Dmitri Nabokov, 73, has been torn for 30 years between his father's wish and the literary world's desire to view unfinished drafts of a manuscript known as 'The Original of Laura'. The work is currently stored in a Swiss bank.

Neither Dmitri, nor his mother, the writer's widow Vera, had the courage to carry out Vladimir's wish concerning his final words. Vera died in 1991, leaving Dmitri to decide the fate of the unfinished novel.

Dmitri, who has translated many of his father's works from Russian to English, justified his decision in an interview given recently to the German Der Spiegel magazine by saying that, "I'm a loyal son and thought long and seriously about it, then my father appeared before me and said, with an ironic grin, 'You're stuck in a right old mess - just go ahead and publish!'"

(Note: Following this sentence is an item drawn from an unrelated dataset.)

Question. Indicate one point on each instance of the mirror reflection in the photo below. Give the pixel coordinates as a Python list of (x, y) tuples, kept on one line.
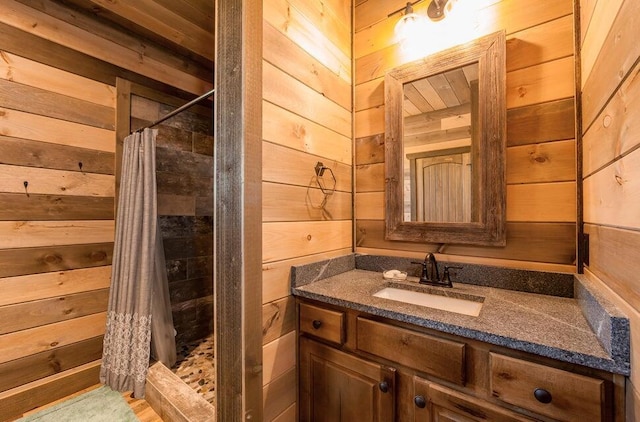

He earlier said, as quoted in the online magazine Slate, that Laura "would have been a brilliant, original, and potentially totally radical book, in the literary sense very different from the rest of his oeuvre."

The manuscript consists of about 50 index cards covered in Nabokov's handwriting. The writer utilized index cards as drafts of his works, but did not put them in any order for his final novel.

The Russian daily Noviye Izvestia said the book will be published in such a form as to allow readers to decide for themselves the sequence of events in the book.

Nabokov, born to a noble Russian family in St. Petersburg and given a top class education before his family fled the Bolshevik Revolution, is well known in the West as the author of the infamous 'Lolita'. He also wrote a host of other novels, including 'Pale Fire' and 'Bend Sinister.'

The novelist died in the Switzerland, where he spent the last 16 years of his life.